An example of a well-defined goal (structured in three parts) is as follows.
1) The trained neural network needs to be robust to inputs dissimilar to those on which it has been
trained.
2) Inputs are assumed to be from the same domain and can include both physically realizable and
hypothetical.
3) Metrics that can be used are included in 5.2.2.
Depending on the task addressed by the AI system (e.g. classification, interpolation/regression)
different statistical metrics are possible. This subclause describes common statistical metrics available
and the way to calculate them. The list is not exhaustive and some of these metrics are compatible with
other tasks. It is possible to use them independently or in combination. Depending on the application,
there are also numerous task-specific metrics (e.g.
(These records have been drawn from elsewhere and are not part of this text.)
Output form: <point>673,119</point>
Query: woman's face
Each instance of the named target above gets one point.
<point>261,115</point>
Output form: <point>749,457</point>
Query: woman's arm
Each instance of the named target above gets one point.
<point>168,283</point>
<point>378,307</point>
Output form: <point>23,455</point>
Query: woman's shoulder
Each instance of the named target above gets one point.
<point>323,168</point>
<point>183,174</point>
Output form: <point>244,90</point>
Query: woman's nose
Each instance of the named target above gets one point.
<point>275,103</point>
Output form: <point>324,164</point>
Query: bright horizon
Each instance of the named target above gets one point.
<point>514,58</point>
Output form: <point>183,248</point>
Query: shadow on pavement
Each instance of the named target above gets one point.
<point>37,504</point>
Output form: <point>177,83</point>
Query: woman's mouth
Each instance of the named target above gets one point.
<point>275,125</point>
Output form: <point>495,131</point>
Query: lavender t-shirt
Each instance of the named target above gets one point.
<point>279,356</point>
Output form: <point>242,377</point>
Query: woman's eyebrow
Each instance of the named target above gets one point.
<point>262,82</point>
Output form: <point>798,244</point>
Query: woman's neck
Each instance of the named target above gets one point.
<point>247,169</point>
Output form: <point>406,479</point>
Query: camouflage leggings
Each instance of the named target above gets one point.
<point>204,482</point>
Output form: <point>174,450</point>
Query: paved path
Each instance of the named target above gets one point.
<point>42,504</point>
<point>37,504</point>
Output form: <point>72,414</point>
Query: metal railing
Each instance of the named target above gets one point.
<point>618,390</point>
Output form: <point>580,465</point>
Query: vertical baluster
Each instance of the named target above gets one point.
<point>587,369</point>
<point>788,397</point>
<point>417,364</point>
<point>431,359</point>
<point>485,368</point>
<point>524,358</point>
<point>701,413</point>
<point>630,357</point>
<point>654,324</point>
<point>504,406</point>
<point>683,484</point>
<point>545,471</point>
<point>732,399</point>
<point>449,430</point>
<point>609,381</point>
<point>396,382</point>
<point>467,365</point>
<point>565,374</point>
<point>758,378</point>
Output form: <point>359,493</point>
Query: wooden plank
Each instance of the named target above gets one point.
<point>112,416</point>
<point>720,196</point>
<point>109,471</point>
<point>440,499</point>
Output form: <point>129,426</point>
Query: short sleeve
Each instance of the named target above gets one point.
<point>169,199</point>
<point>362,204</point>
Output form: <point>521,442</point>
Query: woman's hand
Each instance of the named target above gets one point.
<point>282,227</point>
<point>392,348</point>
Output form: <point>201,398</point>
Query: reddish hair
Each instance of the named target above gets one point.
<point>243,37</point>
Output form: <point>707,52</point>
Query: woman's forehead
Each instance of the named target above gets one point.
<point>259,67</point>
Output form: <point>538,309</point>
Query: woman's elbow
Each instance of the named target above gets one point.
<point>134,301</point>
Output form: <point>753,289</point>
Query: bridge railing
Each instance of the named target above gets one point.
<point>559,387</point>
BLEU, TER or METEOR for machine translation,
intersection over union for object detection in images, or mean average precision for ranked retrieval),
but their description is out of the scope of this document.
5.2.2 Examples of performance measures for interpolation
5.2.2.1 Root mean square error or root mean square deviation
The root mean square error (RMSE) is the standard deviation of the residuals (prediction errors).
Residuals are a measure of how far from the regression line data points are and RMSE is a measure of
the spread of the residuals.
8 © ISO/IEC 2021 – All rights reserved
5.2.2.2 Max error
Max error is either an absolute or a relative metric calculating a value in the input data and the
corresponding value in the prediction from the AI system. The absolute max error is the maximal
signed difference between a value in the input data and the corresponding value in the prediction from
the AI system. The relative max error is the percentage of the width of the variation domain on which
the AI system operates.
5.2.2.3 Actual/predicted correlation
The actual/predicted correlation is the linear correlation (in the statistical sense) between the actual
values and the predicted values for every value considered in a set.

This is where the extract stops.